Ensuite vient l’autre accélérateur de fièvre : la VAR — ou plutôt, la perception de son silence. Sur les plateformes, les actions litigieuses ont été remontées, découpées, ralenties, commentées jusqu’à devenir des “minutes de procès”. Dans ce climat, même la moindre tension de fin de match prend des allures d’indice : attroupements, énervements, frustration… et ce geste tactique qui a choqué beaucoup d’observateurs : la sortie de Victor Osimhen juste avant la séance, jugée “étrange” tant il semblait être un tireur naturel pour les penalties.

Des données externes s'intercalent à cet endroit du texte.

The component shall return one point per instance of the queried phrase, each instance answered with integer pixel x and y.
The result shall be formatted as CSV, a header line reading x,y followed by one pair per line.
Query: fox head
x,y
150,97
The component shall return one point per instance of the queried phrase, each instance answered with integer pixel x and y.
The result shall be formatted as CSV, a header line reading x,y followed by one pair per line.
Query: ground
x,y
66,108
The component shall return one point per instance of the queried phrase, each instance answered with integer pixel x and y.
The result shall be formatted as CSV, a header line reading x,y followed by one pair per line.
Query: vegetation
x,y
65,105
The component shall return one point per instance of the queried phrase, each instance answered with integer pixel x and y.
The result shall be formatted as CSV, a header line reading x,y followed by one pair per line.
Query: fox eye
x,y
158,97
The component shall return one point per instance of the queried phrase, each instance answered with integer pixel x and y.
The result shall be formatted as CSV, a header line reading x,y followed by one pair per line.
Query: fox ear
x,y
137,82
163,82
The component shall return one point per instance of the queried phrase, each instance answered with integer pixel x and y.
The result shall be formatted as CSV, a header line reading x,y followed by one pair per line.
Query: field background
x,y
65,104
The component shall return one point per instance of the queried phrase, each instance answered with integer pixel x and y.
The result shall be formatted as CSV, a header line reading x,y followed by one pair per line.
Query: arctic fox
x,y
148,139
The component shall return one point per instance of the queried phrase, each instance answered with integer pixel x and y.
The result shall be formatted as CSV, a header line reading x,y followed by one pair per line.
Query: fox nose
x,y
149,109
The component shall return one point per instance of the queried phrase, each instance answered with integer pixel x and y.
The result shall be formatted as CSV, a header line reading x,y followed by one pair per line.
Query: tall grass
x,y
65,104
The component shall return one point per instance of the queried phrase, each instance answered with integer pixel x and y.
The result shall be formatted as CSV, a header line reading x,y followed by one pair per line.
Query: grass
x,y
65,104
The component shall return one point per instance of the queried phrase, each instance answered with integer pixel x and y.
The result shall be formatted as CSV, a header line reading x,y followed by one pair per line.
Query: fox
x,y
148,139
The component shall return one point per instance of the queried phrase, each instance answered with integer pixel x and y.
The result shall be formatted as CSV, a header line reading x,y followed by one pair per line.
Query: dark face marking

Puis il y a le détail qui a mis le feu à l’essence : l’incident de la serviette du gardien nigérian Stanley Nwabali. Des vidéos relayées en masse montrent qu’une serviette déposée près du poteau est retirée par un membre du personnel du stade, juste avant les tirs au but — scène devenue symbole d’un match où “même les accessoires ne sont plus neutres”. À partir de là, certains comptes sont allés plus loin : ils ont parlé de “vol” et ont accusé un “officiel marocain”. Ce que l’on peut dire sérieusement, c’est qu’un retrait apparaît sur des images et qu’il a nourri une narration virale ; ce que l’on ne peut pas affirmer comme un fait, c’est l’identité et l’intention sans preuve formelle. Dans la même vague, d’autres rumeurs ont circulé (jusqu’à des insinuations de contrôles dopage “évités”), mais elles restent au stade d’allégations sans documents publics vérifiables. Résultat : le match a produit un finaliste… et un continent divisé entre football et suspicion.